What constitutes effective corporate strategy in a world of regulatory and technological uncertainty? It seems odd, given the premise of our course, to see an article in 2015 in Harvard Business Review suggesting that firms need an innovation strategy. One might have assumed that this would be a standard part of doing business in the 21st century.  The article itself is interesting and well worth a read as it provides a useful ‘landscape map’ of different alternative models for innovation strategy, but the basic point made is that innovation needs to be linked up to corporate strategy, in much the same way in lecture 7 we argued for the need for firms to think more carefully about how to link their strategy to the regulatory environment to gain competitive advantage.

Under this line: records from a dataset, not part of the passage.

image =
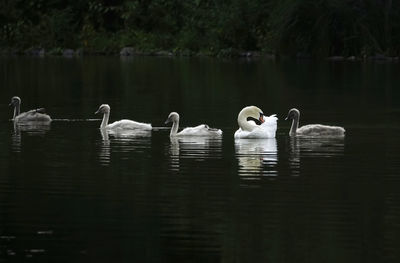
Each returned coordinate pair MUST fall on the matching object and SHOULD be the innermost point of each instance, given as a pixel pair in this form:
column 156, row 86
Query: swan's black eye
column 258, row 122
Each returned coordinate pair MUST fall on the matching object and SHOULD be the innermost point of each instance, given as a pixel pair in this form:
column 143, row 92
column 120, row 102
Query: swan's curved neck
column 175, row 127
column 16, row 111
column 104, row 122
column 295, row 125
column 244, row 124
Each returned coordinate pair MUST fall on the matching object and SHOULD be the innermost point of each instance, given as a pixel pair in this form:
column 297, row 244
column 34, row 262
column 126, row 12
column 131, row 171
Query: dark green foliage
column 289, row 27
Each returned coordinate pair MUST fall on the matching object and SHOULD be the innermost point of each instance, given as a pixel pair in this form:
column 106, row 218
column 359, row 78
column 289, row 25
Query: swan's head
column 172, row 117
column 104, row 108
column 15, row 101
column 253, row 113
column 293, row 114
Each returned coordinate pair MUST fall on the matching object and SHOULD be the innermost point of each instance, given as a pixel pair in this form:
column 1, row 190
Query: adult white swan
column 119, row 125
column 36, row 115
column 201, row 130
column 311, row 129
column 253, row 124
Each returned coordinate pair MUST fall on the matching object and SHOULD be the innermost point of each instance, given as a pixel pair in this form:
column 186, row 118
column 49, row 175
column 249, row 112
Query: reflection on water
column 307, row 147
column 256, row 157
column 30, row 128
column 74, row 194
column 322, row 147
column 194, row 147
column 122, row 141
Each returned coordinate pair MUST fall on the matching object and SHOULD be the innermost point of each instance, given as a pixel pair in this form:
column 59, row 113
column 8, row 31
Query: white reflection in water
column 122, row 141
column 30, row 128
column 256, row 157
column 196, row 147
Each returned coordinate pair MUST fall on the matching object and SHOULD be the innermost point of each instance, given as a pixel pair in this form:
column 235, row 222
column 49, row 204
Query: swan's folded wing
column 320, row 130
column 200, row 130
column 129, row 125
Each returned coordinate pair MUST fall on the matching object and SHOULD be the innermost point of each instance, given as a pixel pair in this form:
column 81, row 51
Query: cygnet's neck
column 16, row 110
column 243, row 123
column 104, row 122
column 295, row 125
column 175, row 127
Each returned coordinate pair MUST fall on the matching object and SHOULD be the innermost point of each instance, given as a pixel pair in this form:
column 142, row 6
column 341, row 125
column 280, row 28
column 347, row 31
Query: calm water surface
column 69, row 193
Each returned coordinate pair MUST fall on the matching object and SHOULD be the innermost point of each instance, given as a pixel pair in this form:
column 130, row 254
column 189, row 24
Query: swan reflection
column 122, row 141
column 30, row 128
column 256, row 157
column 198, row 148
column 308, row 147
column 321, row 146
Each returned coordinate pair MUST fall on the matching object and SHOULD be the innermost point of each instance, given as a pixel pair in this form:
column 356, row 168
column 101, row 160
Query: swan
column 119, row 125
column 201, row 130
column 253, row 124
column 311, row 129
column 36, row 115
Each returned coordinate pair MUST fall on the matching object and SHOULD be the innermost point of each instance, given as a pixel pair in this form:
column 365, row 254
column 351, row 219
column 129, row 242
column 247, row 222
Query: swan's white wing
column 200, row 130
column 129, row 125
column 266, row 130
column 320, row 130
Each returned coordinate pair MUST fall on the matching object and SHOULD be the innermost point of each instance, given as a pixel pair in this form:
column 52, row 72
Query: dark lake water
column 69, row 193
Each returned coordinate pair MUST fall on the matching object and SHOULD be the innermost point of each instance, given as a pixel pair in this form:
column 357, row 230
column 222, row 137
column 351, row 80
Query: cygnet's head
column 172, row 117
column 293, row 114
column 15, row 101
column 104, row 108
column 254, row 113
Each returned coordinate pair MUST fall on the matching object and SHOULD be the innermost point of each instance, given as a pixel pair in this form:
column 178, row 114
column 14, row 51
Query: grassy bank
column 302, row 28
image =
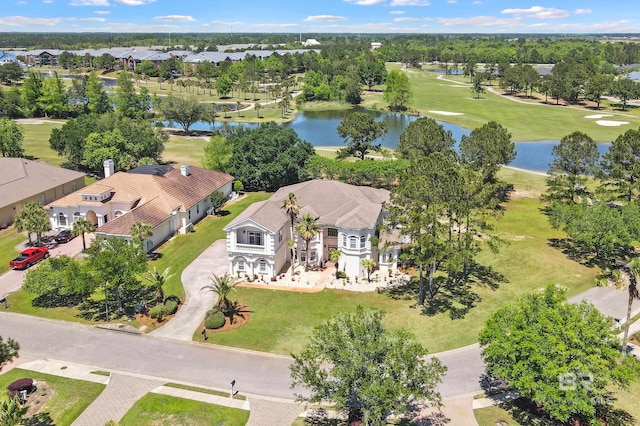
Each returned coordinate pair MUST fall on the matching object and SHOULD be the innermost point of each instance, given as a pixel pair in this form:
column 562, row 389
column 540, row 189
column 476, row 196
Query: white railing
column 250, row 248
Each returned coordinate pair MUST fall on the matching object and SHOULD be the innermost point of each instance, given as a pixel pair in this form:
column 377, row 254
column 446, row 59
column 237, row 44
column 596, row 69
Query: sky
column 321, row 16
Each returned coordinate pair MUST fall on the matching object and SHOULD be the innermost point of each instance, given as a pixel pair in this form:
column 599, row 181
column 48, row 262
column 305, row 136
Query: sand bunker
column 609, row 123
column 446, row 112
column 598, row 116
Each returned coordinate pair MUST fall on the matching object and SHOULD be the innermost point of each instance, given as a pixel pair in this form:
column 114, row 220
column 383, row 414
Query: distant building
column 170, row 200
column 24, row 181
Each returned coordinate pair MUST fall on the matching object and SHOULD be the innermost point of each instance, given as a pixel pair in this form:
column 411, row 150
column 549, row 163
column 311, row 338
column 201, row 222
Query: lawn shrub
column 214, row 320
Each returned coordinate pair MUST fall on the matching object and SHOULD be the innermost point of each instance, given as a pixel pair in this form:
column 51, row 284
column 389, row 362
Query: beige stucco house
column 170, row 200
column 23, row 181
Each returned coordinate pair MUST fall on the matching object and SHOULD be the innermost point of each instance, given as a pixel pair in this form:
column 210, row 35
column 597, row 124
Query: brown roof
column 21, row 179
column 333, row 203
column 151, row 197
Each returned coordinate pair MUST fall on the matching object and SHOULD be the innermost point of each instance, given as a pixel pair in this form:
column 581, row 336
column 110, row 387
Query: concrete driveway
column 11, row 281
column 195, row 276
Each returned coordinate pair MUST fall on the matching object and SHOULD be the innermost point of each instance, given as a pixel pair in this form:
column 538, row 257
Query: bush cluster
column 214, row 319
column 161, row 310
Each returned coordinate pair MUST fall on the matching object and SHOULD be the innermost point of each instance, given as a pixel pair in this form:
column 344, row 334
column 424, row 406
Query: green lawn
column 281, row 321
column 36, row 142
column 70, row 397
column 526, row 121
column 162, row 410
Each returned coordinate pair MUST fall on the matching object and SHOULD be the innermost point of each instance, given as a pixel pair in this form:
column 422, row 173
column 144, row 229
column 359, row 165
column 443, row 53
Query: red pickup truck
column 28, row 257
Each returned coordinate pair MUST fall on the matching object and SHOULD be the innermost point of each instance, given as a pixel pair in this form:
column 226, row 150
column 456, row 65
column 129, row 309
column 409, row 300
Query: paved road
column 254, row 372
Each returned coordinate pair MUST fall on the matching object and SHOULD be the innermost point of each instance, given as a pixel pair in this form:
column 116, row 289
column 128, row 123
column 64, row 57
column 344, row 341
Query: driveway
column 197, row 301
column 11, row 281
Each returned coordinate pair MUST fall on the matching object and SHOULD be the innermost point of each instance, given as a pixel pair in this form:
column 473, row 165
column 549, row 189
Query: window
column 255, row 238
column 353, row 241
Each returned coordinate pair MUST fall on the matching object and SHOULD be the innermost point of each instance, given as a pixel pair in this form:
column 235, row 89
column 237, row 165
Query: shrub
column 214, row 320
column 21, row 385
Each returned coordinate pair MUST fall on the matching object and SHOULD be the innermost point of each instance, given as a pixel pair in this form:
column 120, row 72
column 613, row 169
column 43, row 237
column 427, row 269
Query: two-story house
column 348, row 217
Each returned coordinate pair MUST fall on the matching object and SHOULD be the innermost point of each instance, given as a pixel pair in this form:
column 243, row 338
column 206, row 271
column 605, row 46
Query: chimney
column 109, row 168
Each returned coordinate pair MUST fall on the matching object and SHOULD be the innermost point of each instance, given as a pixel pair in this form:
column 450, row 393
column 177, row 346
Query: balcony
column 250, row 248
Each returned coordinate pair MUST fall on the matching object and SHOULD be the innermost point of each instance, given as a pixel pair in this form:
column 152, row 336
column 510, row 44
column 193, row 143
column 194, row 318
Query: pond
column 319, row 128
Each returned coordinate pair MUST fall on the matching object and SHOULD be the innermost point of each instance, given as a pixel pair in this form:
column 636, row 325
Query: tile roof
column 151, row 197
column 21, row 179
column 333, row 203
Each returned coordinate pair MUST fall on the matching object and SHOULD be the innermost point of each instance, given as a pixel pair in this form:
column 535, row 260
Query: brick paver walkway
column 270, row 413
column 113, row 403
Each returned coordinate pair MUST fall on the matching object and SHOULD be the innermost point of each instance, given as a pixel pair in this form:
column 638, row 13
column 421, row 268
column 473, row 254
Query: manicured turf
column 281, row 322
column 70, row 397
column 162, row 410
column 526, row 122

Innovation is not just about coming up with better technological gizmos, since if that was the case then the world leading labs at XeroxIBM and Bell Labs from the 1950s into the 1970s should have led these firms strongly into the last quarter of the twentieth century.  Instead, the focus on technologies narrowly defined can lead firms into a dead end as systems and platforms shift over time. Microsoft successfully turned itself into a quasi-monopoly for two decades with a focus not on better technology but on securing market power, but it too has faded somewhat as many of its previous advantages have disappeared. Google and Apple are the latest success stories sitting on vast wealth with seemingly little obvious strategy on how to spend hundreds of billions (as an entertaining aside, see Malcolm Gladwell on the links between Xerox PARC and Apple).

As Daniel Kahneman points out, perhaps the biggest problem is that the strategies applied and the decision-making processes don’t seem to scale up with the stakes involved.

As a final exercise, hopefully you can use this last blog to reflect on whether regulatory or innovation strategies offer greater potential in your (favourite) sector.  If you want to be more specific, pick a firm (or organisation) of interest to you and provide your views on what strategies you would recommend over a ten-year time horizon.